Chapter 12 Exercises: Cleaning and Preparing Data for Analysis
These exercises are organized into five tiers of increasing difficulty. All exercises use inline data — no external files required. Complete earlier tiers before attempting later ones.
Tier 1: Recall (Concept Checks)
Exercise 1.1 — Match the Method
For each task, identify the correct pandas method or function.
| Task | Method/Function |
|---|---|
| Count missing values per column | _____ |
| Remove rows where all values are NaN | _____ |
| Fill missing values in a column with the column median | _____ |
| Remove exact duplicate rows, keeping first occurrence | _____ |
| Convert a string column to float, turning errors into NaN | _____ |
| Convert a column of date strings to datetime objects | _____ |
| Remove leading and trailing whitespace from strings | _____ |
| Convert all strings in a column to lowercase | _____ |
| Replace a dictionary of old values with new values | _____ |
| Apply a dictionary to recode values (unmapped → NaN) | _____ |
Answers: .isna().sum(), dropna(how='all'), .fillna(df['col'].median()), .drop_duplicates(keep='first'), pd.to_numeric(errors='coerce'), pd.to_datetime(), .str.strip(), .str.lower(), .replace(), .map()
Exercise 1.2 — True or False
df.dropna()modifies the original DataFrame in place by default.pd.to_numeric("$125.99", errors="coerce")returnsNaN..fillna(method="ffill")fills each NaN with the next known value..drop_duplicates()removes a row only if every column is identical to another row..str.strip()removes whitespace from inside a string, not just the edges.- Using
.map()with a dictionary, any value not in the dictionary becomesNaN. .str.lower()raises an error if the column contains NaN values.df["price"].astype(float)will succeed even if values contain"$".- The IQR method defines outliers as values beyond Q1 - 1.5×IQR or above Q3 + 1.5×IQR.

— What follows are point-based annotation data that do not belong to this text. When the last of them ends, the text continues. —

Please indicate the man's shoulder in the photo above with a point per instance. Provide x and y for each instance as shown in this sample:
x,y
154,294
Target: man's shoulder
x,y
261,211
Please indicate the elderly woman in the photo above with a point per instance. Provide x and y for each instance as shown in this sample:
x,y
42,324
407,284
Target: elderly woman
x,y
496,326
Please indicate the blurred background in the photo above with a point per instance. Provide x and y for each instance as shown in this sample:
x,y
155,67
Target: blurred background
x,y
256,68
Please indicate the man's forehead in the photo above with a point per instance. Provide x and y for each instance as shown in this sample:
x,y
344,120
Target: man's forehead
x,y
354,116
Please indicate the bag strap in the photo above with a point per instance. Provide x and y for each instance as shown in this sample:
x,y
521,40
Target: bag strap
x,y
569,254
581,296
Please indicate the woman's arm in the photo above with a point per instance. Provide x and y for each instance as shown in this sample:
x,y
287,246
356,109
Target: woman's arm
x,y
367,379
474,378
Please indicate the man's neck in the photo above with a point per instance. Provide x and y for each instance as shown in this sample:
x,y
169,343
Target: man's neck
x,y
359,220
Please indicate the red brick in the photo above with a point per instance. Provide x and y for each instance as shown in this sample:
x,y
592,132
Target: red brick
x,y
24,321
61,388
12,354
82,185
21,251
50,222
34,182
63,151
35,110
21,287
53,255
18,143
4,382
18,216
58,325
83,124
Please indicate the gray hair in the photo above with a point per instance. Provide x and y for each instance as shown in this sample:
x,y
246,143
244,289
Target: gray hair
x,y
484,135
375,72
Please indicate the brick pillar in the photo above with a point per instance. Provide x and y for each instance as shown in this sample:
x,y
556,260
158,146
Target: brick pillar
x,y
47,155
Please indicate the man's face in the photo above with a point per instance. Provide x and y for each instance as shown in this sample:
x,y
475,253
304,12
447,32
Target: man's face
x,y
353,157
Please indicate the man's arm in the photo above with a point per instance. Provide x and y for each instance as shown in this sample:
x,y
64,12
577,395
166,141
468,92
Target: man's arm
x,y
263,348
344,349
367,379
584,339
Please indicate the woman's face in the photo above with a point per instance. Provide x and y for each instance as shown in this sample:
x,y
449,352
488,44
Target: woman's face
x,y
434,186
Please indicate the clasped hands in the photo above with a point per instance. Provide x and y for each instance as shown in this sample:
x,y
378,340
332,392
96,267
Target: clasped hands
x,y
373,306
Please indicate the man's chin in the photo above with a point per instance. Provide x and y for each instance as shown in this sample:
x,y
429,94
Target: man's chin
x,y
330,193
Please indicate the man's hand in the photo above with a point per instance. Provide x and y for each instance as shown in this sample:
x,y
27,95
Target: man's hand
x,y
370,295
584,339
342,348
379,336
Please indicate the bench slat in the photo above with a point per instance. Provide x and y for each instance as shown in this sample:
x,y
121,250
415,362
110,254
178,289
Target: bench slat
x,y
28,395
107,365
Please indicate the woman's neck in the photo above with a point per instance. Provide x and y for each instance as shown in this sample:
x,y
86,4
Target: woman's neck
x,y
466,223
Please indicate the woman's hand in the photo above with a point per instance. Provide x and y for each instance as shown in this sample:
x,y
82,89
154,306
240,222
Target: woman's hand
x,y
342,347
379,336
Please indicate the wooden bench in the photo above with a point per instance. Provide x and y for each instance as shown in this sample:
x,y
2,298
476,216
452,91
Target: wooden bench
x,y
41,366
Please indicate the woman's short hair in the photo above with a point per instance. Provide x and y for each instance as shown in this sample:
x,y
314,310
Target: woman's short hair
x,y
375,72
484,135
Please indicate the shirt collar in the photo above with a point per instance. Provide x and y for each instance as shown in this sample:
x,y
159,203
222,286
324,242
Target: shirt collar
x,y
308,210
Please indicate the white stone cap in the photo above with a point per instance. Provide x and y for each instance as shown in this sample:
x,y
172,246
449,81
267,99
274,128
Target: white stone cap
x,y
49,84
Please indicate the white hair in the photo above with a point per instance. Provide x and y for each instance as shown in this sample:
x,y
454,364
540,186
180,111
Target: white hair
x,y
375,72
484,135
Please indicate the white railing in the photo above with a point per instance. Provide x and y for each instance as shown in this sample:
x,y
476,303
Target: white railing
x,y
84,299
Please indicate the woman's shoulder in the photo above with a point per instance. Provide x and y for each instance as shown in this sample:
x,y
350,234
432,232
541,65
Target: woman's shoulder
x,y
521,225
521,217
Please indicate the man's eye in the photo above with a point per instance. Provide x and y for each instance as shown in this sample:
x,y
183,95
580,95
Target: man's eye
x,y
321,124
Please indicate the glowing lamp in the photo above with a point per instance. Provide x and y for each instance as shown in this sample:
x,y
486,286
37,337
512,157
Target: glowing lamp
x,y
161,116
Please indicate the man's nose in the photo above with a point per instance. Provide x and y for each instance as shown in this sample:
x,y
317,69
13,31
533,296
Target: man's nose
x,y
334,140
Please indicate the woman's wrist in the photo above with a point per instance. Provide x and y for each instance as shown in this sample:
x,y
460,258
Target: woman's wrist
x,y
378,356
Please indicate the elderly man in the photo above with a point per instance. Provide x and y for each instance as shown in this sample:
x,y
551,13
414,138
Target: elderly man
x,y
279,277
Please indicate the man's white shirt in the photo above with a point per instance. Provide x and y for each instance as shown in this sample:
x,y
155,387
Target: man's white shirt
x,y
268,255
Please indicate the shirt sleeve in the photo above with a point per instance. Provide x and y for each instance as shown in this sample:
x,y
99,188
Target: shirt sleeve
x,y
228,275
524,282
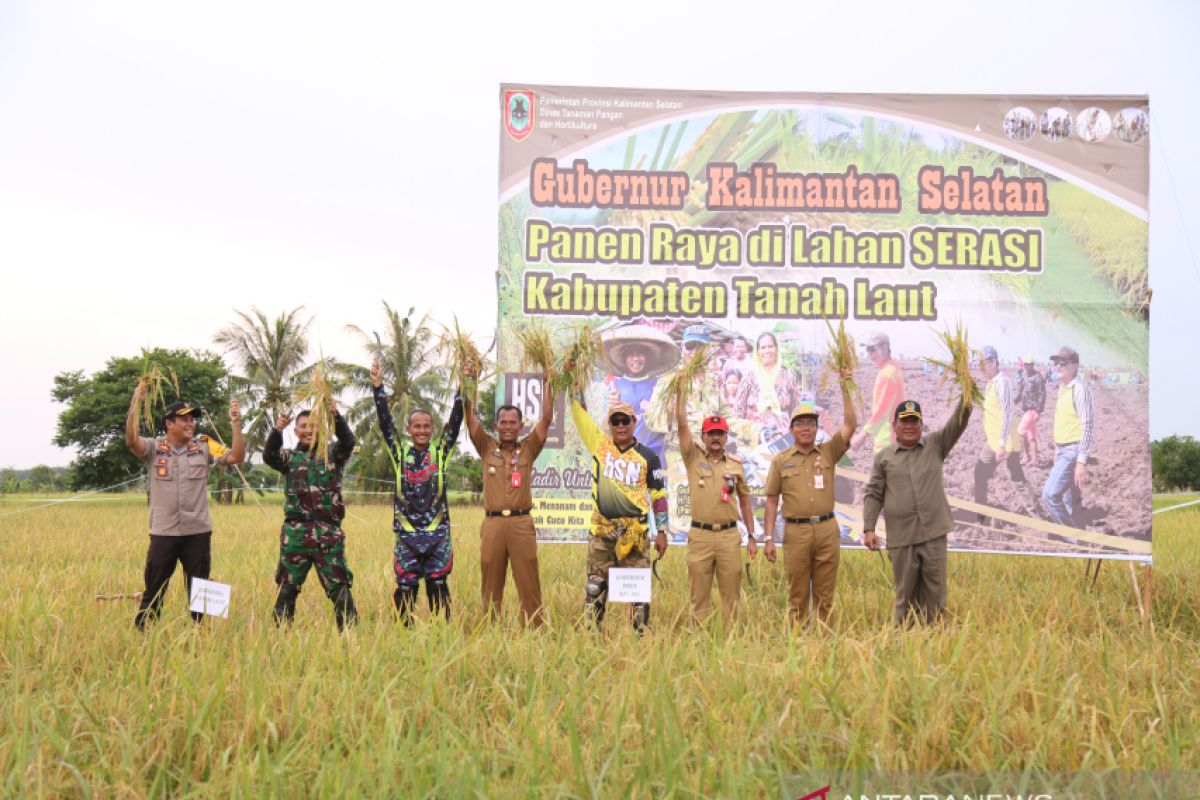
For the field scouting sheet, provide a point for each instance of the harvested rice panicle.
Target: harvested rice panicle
(958, 366)
(574, 373)
(843, 358)
(678, 386)
(318, 397)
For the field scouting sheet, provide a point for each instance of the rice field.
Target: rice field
(1035, 673)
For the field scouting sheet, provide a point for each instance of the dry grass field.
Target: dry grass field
(1035, 673)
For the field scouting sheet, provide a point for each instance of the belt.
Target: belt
(808, 521)
(508, 512)
(725, 525)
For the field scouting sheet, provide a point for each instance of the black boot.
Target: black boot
(438, 594)
(286, 603)
(405, 599)
(343, 608)
(641, 617)
(595, 600)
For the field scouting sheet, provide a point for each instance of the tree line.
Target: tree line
(263, 361)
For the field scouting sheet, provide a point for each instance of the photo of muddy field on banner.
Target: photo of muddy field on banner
(743, 222)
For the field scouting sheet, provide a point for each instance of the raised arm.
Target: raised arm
(547, 408)
(850, 419)
(273, 450)
(387, 427)
(450, 432)
(238, 444)
(873, 503)
(953, 429)
(343, 446)
(685, 441)
(588, 431)
(132, 438)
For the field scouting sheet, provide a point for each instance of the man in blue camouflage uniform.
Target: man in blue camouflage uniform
(421, 515)
(312, 517)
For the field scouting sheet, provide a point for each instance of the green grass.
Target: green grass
(1033, 673)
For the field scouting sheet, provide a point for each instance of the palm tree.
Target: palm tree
(271, 354)
(407, 350)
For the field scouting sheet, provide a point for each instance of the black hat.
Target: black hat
(179, 408)
(909, 408)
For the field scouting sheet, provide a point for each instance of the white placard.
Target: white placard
(629, 585)
(210, 597)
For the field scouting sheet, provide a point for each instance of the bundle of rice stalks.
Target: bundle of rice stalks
(154, 379)
(958, 366)
(537, 347)
(463, 360)
(318, 396)
(685, 377)
(574, 372)
(843, 358)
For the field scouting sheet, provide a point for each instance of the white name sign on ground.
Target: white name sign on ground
(629, 585)
(210, 597)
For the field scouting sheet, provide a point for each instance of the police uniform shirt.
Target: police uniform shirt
(706, 479)
(793, 475)
(499, 463)
(179, 485)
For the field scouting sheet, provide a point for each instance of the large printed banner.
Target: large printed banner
(745, 221)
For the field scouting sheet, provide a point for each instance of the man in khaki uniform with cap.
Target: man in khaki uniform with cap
(717, 485)
(508, 534)
(804, 476)
(906, 486)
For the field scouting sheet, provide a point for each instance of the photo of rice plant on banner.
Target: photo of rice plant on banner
(755, 226)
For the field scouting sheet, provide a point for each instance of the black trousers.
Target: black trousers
(192, 552)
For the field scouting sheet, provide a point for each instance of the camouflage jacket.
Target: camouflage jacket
(313, 486)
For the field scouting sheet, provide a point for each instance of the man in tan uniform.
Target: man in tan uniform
(804, 476)
(717, 485)
(508, 534)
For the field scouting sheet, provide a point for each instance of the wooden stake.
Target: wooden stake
(1137, 591)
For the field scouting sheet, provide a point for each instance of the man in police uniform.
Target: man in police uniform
(508, 534)
(180, 527)
(804, 476)
(717, 486)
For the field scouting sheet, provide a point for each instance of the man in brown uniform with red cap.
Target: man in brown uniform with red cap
(508, 534)
(804, 476)
(717, 486)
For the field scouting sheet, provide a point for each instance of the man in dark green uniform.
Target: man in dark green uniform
(312, 517)
(906, 486)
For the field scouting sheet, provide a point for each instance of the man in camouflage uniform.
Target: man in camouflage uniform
(627, 487)
(312, 517)
(420, 511)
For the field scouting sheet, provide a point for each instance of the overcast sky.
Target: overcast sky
(165, 163)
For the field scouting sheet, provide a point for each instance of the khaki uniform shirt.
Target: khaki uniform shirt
(179, 485)
(705, 481)
(793, 475)
(906, 486)
(499, 463)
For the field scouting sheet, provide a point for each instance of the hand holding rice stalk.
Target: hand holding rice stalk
(465, 360)
(574, 372)
(537, 348)
(318, 396)
(843, 361)
(958, 366)
(149, 390)
(678, 386)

df.duplicated(keep=False)marks ALL occurrences of a duplicate as True, not just the second one.
Exercise 1.3 — Fill in the Blank
import pandas as pd
data = {
"name": [" Alice", "Bob ", " Carol ", "Dave", None],
"score": [85, 92, None, 78, 88],
"grade": ["A", "A+", "B", "b", "A"],
"amount": ["$125.00", "$200", "150", "$175.50", None]
}
df = pd.DataFrame(data)
# 1. Count missing values per column
print(df._____.sum())
# 2. Strip whitespace from name column
df["name"] = df["name"].str._____()
# 3. Fill missing score with the column mean
df["score"] = df["score"]._____(df["score"].mean())
# 4. Convert grade to lowercase
df["grade"] = df["grade"].str._____()
# 5. Strip $ from amount, then convert to float
df["amount"] = df["amount"].str.replace("$", "", _____=False)
df["amount"] = pd.to_numeric(df["amount"], errors=_____)
# 6. Remove rows where name is still None/NaN
df = df.dropna(subset=[_____])
Exercise 1.4 — Identify the Issue
For each of the following snippets, explain what problem it will cause or what result it will produce:
Snippet A:
df["category"] = df["category"].str.lower()
df["category"] = df["category"].map({
"office chairs": "Office Chairs",
"desks": "Desks",
"technology": "Technology",
"storage": "Storage",
})
# Then later:
print(df["category"].value_counts())
What happens to any original value like "office chair" (singular, typo) that was not in the map?
Snippet B:
df["price"].fillna(df["price"].mean())
print(df["price"].isna().sum()) # still shows the original count!
What is wrong with this code?
Snippet C:
df["phone"] = df["phone"].str.replace("(", "")
df["phone"] = df["phone"].str.replace(")", "")
df["phone"] = df["phone"].str.replace("-", "")
This code is correct but inefficient. Rewrite it more cleanly.
Tier 2: Application (Single-Concept Practice)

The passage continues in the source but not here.